What I am looking for: institutional partners willing to support empirical research at the scale this question requires. The Anthropic Economic Futures program's combination of research grants, longitudinal data infrastructure, and policy symposia is the closest existing match for the institutional support this work needs. The exchange is bidirectional. ACCL produces empirical evidence on questions the program's published framing identifies as central — work, meaning, and what the AI-enabled economy requires of human contribution — and the data infrastructure pillar gains a longitudinal research site in the country where those questions are most economically consequential. Parallel institutional anchoring through the Philippine Department of Science and Technology's Balik Scientist Program (under the Council for Industry, Energy, and Emerging Technology Research and Development) provides the domestic counterpart structure that makes sustained operation possible.
Research alignment
ACCL extends and complements an existing body of Anthropic-affiliated empirical work on human-AI interaction and the economic effects of AI deployment.

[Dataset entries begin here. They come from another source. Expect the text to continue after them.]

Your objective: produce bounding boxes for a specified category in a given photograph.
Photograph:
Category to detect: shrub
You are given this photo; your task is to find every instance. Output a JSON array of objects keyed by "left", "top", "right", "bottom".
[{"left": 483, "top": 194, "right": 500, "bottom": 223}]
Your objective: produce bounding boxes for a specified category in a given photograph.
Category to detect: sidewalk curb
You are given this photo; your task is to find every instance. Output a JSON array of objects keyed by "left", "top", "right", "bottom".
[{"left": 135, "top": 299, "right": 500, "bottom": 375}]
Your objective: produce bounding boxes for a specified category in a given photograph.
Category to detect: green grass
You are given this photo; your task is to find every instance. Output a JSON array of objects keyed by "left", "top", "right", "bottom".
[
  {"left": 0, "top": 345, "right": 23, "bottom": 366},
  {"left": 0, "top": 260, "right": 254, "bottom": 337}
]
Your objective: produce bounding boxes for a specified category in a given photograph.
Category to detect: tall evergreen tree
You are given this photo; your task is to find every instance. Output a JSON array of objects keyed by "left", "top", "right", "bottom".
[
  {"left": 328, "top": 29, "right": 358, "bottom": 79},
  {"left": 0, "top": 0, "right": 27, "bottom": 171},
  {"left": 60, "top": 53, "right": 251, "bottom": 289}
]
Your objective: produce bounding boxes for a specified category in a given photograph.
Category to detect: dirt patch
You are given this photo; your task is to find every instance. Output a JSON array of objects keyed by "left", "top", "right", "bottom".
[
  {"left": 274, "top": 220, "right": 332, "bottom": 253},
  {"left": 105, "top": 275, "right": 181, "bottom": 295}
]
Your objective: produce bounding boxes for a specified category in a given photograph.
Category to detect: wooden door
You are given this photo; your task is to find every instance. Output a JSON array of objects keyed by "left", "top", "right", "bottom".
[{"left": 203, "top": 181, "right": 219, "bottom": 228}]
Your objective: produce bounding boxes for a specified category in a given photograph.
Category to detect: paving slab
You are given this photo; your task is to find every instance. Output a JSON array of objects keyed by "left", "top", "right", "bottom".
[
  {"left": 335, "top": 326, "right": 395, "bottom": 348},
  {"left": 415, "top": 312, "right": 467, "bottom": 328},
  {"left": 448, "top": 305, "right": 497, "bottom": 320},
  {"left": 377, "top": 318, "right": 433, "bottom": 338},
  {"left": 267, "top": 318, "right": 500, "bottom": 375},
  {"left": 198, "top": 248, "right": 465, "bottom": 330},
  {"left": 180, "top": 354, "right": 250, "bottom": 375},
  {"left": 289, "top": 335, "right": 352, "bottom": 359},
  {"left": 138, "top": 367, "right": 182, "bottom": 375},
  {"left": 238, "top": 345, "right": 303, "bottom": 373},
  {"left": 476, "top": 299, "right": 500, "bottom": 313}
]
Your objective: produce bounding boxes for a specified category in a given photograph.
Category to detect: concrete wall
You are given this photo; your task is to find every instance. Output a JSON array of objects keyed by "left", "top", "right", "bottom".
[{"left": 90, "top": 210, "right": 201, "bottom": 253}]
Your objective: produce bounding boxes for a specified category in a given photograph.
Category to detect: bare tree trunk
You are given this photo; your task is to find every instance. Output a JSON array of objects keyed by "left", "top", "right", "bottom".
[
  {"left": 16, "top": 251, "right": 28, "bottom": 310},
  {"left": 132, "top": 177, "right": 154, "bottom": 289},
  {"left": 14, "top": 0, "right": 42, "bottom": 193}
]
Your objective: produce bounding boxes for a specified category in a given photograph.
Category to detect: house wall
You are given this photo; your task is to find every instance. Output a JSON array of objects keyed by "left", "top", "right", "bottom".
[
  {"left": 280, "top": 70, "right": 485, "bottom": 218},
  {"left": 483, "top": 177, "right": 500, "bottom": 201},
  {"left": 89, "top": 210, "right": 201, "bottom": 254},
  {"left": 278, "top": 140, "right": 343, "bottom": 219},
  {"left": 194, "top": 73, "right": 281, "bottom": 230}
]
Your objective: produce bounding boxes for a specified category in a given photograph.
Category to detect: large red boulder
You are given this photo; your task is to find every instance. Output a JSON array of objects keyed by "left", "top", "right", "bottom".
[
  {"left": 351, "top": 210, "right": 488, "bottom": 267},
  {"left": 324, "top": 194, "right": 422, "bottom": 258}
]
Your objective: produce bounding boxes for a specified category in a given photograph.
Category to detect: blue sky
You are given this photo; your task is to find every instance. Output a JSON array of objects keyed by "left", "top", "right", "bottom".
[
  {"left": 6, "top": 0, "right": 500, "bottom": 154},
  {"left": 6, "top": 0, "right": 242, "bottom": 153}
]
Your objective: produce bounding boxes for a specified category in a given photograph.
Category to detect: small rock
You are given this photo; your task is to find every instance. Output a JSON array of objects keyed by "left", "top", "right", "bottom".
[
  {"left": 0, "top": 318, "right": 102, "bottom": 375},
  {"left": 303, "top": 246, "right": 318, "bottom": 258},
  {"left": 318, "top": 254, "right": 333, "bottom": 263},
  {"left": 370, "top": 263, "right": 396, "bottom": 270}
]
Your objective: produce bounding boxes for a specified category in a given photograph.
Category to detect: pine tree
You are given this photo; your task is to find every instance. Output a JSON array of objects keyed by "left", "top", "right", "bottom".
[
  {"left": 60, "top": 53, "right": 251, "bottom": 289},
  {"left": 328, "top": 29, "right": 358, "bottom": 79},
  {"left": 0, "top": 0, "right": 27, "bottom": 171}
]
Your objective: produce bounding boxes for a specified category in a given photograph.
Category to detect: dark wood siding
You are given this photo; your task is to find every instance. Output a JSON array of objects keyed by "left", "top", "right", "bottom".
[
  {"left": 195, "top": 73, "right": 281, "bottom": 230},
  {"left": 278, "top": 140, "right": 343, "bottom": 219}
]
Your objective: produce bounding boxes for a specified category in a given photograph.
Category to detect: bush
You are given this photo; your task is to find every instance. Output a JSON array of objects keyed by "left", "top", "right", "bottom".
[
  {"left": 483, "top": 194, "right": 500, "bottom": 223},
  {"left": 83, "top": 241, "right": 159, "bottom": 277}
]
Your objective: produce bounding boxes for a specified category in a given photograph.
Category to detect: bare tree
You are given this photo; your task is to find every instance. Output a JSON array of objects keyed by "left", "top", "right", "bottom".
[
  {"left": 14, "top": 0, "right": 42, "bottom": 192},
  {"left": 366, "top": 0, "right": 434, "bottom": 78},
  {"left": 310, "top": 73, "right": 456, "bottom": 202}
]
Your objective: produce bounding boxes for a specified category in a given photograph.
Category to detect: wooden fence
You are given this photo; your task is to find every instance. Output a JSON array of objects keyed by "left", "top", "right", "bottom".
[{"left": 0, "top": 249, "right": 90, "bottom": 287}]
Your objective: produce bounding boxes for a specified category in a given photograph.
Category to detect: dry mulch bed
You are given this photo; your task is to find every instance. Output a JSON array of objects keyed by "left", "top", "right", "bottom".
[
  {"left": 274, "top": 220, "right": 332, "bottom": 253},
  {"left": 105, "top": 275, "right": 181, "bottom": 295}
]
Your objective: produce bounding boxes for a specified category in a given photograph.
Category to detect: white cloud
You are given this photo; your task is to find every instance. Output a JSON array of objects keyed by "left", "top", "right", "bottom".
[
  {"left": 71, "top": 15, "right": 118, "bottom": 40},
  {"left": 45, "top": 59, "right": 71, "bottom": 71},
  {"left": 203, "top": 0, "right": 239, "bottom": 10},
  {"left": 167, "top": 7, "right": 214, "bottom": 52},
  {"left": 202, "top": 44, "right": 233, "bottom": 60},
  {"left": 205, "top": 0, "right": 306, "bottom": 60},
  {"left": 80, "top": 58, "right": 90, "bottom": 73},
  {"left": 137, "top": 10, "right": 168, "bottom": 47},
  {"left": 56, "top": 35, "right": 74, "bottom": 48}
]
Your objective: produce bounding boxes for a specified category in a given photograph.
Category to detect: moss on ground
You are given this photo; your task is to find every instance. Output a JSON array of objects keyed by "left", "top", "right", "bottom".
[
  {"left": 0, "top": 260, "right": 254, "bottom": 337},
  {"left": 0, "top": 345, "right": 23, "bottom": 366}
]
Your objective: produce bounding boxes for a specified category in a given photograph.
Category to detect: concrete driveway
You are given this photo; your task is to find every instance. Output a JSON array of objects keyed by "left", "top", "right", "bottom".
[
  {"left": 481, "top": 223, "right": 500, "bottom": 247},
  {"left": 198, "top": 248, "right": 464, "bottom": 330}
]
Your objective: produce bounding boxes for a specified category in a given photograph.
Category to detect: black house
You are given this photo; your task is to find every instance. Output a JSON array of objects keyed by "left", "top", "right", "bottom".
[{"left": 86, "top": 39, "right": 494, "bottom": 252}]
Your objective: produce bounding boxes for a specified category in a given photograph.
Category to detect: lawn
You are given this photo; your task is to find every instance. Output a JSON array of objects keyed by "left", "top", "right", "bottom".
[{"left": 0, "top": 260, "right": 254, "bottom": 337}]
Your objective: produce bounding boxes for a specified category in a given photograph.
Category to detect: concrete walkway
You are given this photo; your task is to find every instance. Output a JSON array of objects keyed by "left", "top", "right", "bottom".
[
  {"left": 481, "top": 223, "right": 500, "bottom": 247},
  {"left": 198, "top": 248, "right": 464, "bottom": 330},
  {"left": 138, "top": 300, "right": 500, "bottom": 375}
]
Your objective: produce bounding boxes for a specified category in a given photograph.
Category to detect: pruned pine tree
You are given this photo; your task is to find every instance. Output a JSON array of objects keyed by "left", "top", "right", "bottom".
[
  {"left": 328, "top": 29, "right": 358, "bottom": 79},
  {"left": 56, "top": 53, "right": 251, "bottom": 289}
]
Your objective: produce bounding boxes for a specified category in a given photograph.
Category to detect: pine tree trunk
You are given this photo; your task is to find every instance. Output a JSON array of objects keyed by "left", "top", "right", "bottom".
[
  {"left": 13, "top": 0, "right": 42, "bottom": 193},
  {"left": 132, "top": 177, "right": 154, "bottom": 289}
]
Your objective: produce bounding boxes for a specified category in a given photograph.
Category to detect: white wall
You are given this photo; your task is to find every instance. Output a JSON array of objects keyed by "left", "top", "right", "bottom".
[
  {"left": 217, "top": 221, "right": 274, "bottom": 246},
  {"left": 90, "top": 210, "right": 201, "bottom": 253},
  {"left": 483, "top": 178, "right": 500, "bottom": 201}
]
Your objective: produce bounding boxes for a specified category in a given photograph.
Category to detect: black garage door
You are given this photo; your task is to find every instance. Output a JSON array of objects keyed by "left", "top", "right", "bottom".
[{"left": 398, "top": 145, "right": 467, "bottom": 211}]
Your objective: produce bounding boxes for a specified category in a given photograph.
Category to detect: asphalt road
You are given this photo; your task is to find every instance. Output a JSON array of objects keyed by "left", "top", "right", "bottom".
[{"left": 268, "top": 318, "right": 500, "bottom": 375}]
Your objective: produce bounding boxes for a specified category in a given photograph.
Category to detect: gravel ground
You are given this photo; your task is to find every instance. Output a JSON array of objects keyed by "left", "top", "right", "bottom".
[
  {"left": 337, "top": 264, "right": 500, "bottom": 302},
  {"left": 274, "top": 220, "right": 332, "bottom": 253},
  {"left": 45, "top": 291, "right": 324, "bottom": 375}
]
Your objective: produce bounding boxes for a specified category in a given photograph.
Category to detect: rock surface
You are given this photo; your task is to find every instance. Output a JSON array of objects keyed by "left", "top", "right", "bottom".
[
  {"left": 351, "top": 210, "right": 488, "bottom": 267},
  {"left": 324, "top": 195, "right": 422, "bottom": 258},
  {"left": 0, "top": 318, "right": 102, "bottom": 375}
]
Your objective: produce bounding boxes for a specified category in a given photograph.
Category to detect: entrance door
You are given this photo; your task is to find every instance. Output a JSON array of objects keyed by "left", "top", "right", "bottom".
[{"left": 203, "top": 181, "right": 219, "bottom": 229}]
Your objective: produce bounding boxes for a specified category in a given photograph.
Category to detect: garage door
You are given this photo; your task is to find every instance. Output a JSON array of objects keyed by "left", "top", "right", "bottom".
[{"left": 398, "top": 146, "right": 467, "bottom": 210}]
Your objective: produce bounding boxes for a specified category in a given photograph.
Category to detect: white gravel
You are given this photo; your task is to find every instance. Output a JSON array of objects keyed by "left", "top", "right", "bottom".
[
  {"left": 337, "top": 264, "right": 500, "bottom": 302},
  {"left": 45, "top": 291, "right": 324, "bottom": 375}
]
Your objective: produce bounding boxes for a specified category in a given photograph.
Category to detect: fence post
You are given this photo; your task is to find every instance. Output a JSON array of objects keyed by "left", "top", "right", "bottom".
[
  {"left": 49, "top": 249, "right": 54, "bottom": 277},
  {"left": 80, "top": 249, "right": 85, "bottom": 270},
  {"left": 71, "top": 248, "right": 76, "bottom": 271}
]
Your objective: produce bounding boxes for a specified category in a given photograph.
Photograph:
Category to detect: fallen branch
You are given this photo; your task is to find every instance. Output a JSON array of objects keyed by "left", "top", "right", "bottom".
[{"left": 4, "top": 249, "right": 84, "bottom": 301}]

Anthropic Economic Index. ACCL's longitudinal data on autonomy calibration, engagement stability, and revealed-preference dynamics in a Filipino BPO-adjacent cohort feeds directly into the Index's geographic-and-enterprise reporting. Philippine BPO is the highest-signal site for this measurement currently identifiable; no other comparable economy combines the workforce concentration, English fluency, institutional research infrastructure, and macroeconomic exposure necessary for the Index's longitudinal questions to land sharply.
Skill formation under AI assistance (Tamkin, Shen, and collaborators). The learning-curve findings the α parameter will produce extend the existing skill formation literature into the human-AI agent coaching context, where the cognitive task is qualitatively different from coding-with-AI assistance.
Reliance and trust calibration in language model interaction. ACCL's mental model convergence and coaching style measurements operationalize the reliance question in a sustained-engagement setting, producing data on how trust calibration evolves over hundreds of decision ticks rather than across short laboratory tasks.
Societal impacts of AI deployment in labor markets. The BPO transition is not a generic labor-market question. It is the most empirically tractable instance of the broader question the program's framing names directly: what new capabilities emerge when humans work alongside AI systems, and which human skills remain valuable as AI advances.
Continuity beyond the grant cycle
ACCL continues after the initial six-month grant cycle through institutional anchors at De La Salle University, Ateneo de Manila University, and University of the Philippines Diliman, supplemented by Balik Scientist Program designation under DOST-PCIEERD and parallel funding pursued through NSF Future of Work at the Human-Technology Frontier and other multi-year vehicles. Six months is sufficient to complete the MVP, run the initial cohort, produce a first paper on the α findings, release the instrument under permissive licensing for replication, and establish the longitudinal data infrastructure for sustained operation. The substantive research program — understanding how human-AI collaboration configurations reshape value creation in Philippine BPO and the labor markets that depend on it — operates on a multi-year horizon. The first grant cycle establishes the foundation; the work it enables is what matters.
References available on request: Steve Shattil (NASA SBIR co-executor and patent agent for the filed provisional patents). Additional references from Philippine academic host institutions (DLSU, Ateneo, UP) and DOST-PCIEERD available once host institution arrangements are formalized.